GREFFIER LORS DES DÉBATS : Maud DETANG, Greffier
DÉBATS : l’affaire a été mise en délibéré au 20 Février 2025,
ARRÊT : rendu contradictoirement,
PRONONCÉ : publiquement par mise à disposition de l’arrêt au greffe de la cour, les parties en ayant été préalablement avisées dans les conditions prévues au deuxième alinéa de l’article 450 du code de procédure civile,
SIGNÉ : par Marie-Pascale BLANCHARD, Présidente de chambre, et par Maud DETANG, greffier auquel la minute de la décision a été remise par le magistrat signataire.

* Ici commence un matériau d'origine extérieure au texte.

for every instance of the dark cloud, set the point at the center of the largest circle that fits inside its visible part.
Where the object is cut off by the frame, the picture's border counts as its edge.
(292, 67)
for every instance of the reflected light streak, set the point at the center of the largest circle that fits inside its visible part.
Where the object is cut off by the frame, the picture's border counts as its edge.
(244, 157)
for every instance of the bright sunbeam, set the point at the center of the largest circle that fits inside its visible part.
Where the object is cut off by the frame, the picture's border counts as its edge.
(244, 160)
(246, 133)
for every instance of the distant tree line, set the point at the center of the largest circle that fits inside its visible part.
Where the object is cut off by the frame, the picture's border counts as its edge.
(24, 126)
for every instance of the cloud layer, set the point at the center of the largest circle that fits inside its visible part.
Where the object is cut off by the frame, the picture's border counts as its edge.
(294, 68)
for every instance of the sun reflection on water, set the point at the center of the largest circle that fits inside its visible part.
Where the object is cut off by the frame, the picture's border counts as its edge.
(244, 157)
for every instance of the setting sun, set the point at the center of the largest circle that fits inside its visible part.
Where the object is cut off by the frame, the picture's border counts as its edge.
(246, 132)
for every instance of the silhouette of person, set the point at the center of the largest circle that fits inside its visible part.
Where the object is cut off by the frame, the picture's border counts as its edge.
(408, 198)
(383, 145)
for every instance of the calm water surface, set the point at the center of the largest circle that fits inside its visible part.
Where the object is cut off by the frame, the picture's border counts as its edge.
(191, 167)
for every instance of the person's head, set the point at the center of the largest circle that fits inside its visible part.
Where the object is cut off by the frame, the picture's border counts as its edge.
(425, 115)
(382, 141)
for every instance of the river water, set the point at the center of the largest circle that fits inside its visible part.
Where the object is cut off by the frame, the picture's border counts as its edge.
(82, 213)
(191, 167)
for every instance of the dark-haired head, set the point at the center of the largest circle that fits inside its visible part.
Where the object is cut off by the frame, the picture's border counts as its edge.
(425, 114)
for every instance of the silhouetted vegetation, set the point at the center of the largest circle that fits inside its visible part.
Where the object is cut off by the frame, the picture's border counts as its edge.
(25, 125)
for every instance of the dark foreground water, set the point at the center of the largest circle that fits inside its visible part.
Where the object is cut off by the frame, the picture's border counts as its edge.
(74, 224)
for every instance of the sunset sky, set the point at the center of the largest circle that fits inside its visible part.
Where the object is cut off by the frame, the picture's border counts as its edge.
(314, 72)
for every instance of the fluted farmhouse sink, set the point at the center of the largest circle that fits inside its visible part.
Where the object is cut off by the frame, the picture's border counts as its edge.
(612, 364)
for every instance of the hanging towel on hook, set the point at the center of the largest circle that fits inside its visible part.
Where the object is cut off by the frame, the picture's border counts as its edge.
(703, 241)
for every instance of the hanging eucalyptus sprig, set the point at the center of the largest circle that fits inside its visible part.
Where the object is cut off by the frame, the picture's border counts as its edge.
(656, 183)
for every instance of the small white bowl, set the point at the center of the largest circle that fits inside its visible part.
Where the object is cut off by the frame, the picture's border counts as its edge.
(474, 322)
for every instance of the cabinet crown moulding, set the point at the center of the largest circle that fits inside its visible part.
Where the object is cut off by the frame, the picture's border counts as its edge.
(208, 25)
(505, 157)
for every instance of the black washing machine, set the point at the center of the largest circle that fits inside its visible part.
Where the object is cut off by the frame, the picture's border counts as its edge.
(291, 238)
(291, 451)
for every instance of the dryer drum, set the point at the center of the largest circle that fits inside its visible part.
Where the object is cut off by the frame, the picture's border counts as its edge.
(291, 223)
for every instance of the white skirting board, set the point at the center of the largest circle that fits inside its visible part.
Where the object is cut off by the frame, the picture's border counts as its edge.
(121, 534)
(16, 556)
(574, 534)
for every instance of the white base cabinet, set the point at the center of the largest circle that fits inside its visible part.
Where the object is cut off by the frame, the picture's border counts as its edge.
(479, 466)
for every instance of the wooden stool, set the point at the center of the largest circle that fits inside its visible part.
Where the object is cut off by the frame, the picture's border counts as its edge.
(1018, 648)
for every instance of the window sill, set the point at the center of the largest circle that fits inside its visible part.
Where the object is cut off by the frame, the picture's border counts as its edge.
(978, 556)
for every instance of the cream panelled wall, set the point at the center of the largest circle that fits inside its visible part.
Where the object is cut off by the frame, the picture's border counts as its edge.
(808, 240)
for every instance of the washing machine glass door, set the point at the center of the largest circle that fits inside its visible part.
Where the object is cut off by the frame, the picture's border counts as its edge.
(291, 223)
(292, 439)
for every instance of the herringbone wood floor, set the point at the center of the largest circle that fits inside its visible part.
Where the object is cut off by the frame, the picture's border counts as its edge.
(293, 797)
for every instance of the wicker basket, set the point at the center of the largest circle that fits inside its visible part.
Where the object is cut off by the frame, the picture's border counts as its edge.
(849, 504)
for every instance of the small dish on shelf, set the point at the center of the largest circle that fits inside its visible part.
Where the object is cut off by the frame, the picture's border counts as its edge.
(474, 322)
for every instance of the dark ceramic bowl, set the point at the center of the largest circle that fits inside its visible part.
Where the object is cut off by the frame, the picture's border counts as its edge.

FAITS, PROCEDURE ET PRETENTIONS DES PARTIES
Par acte sous seing privé du 20 juillet 2018, la SAS Entreprise Girard a souscrit auprés de la Banque Rhone Alpes un prêt professionnel d’un montant de 142 000 euros pour une durée de 36 mois.
M. [K] [J] a signé le 20 juillet 2018 un engagement de caution de la SAS Entreprise Girard à hauteur de 92 300 euros en principal, intérêts, commissions, frais et accessoires.
Par jugement du tribunal de commerce de Dijon du 9 avril 2019, la SAS Entreprise Girard a été placée en redressement judiciaire et la Banque Rhone Alpes a déclaré sa créance le 18 avril 2019.
La Banque Rhone Alpes a mis en demeure M. [K] [J] de régler la somme de 92 300 euros par lettre recommandée du 19 avril 2019.
M. [K] [J] n’a procédé à aucun règlement.
Selon jugement du 15 octobre 2019, le tribunal de commerce de Dijon a converti Ia procédure de redressement judiciaire ouverte à l’encontre de la SAS Entreprise Girard en liquidation judiciaire.
La Banque Rhone Alpes a déclaré sa créance au passif de la liquidation judiciaire par lettre recommandée du 21 octobre 2019.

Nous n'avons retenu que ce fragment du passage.